Buying a practice in Canada in 2026 is a different decision than it was three years ago. Here is what you need to know before you sign anything.
Key Takeaways
- Close to six million Canadians are now enrolled in the CDCP with over 27,000 dentists participating, which means a target practice's CDCP exposure and balance-billing approach is now a first-order valuation input.
- Outright purchase is one option of three or four. Associate-to-owner transitions, minority buy-ins, and partnership structures often give early-career dentists a better path against DSO-inflated practice multiples in major metros.
- Asset purchase versus share purchase is the single largest tax decision in any Canadian dental deal. Sellers prefer share sales because of the LCGE shelter. Buyers prefer asset deals for liability protection and a stepped-up tax basis on equipment and goodwill.
- Provincial professional corporation rules vary. Ontario's RCDSO prohibits holding companies from owning shares in a dentistry professional corporation; BC, Alberta, and Quebec are more flexible. Get the structure right at acquisition or pay for it later.
- Canadian dental school graduates often carry $200K to $400K in student debt at graduation. Stacking $1M of acquisition debt on top of that requires modelling, not optimism.
Most dentists make at least 3 of these 5 financial mistakes.
They're common, they're expensive, and dental school never covered any of them. See which ones you're making.
Should You Even Buy a Dental Practice?
Before any of the structural questions about price, lender, or corporate setup, there is one bigger question. Are you actually ready to be an owner?
For many associates, the answer is "not yet." Owning a practice means clinical work plus business management. You will sign payroll cheques, deal with staff turnover, negotiate insurance reimbursement, field patient complaints, and answer to a bank that wants its loan paid down on schedule. Some dentists love this part. Others find out three years in that they would have been happier as an associate making $250K and going home at five.
The financial test is simpler than the personality test. You probably want three years of stable associate income behind you, student debt on a manageable trajectory, and cash savings of roughly 10 to 20 percent of the target acquisition price covering down payment, working capital, and the surprises that always show up. If most of those are not in place, twelve to twenty-four more months of banking associate income is sometimes the better play.

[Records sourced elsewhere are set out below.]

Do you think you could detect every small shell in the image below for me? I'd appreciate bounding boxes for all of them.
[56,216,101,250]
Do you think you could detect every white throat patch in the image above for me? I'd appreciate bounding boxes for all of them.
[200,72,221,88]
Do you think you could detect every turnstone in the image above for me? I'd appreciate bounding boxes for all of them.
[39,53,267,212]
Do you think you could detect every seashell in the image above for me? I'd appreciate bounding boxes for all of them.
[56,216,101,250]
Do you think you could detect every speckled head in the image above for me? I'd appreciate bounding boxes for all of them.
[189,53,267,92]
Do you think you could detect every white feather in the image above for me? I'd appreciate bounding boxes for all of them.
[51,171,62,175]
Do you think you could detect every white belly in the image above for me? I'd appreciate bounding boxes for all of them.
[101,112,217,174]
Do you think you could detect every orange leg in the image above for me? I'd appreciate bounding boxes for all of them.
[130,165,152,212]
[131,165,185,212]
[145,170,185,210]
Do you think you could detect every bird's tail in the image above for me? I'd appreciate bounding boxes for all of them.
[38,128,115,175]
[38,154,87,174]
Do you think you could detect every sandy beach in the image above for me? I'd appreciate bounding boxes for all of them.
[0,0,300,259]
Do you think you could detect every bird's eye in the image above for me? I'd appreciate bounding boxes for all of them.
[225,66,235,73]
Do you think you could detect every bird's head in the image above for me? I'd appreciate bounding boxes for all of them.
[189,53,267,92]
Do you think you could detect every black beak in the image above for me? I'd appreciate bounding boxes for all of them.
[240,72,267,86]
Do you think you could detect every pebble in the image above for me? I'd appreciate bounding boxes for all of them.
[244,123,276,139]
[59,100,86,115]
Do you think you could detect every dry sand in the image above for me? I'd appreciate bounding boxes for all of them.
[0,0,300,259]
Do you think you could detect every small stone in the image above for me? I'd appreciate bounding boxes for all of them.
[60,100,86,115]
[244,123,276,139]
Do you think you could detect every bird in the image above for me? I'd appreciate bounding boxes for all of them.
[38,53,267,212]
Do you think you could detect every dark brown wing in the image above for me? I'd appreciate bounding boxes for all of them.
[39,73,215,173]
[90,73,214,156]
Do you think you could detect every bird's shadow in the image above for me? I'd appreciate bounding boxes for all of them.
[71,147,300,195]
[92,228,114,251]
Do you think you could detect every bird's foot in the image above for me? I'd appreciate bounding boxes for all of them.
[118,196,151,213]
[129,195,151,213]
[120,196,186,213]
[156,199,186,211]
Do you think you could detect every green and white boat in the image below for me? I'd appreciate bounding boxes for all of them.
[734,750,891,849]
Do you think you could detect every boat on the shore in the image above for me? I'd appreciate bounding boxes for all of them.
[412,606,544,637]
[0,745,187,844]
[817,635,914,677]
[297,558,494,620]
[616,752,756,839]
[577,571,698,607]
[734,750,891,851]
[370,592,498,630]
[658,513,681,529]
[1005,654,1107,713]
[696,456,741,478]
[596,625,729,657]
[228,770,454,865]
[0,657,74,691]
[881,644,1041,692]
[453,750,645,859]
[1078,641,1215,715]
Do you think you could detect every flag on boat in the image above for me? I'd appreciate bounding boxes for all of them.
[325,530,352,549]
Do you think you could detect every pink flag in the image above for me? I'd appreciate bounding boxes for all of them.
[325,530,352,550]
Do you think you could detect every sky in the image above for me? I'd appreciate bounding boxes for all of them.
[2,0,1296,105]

What Are Your Entry Options?
The default assumption most associates carry into this is that ownership means buying a whole practice in one transaction. That is one option. There are at least three others, and depending on your stage they might fit better.
Outright purchase. You buy 100 percent of a practice from an existing owner. Simplest structure. Fastest path to full income. Highest financial commitment.
Associate-to-owner. You associate at a practice for two or three years with a documented buyout pathway, usually transferring shares incrementally or buying out at a pre-negotiated formula. This is increasingly common in mid-sized cities where DSO (Dental Service Organizations) bidding has not pushed prices out of reach. Lower risk for both sides because each gets to test the fit.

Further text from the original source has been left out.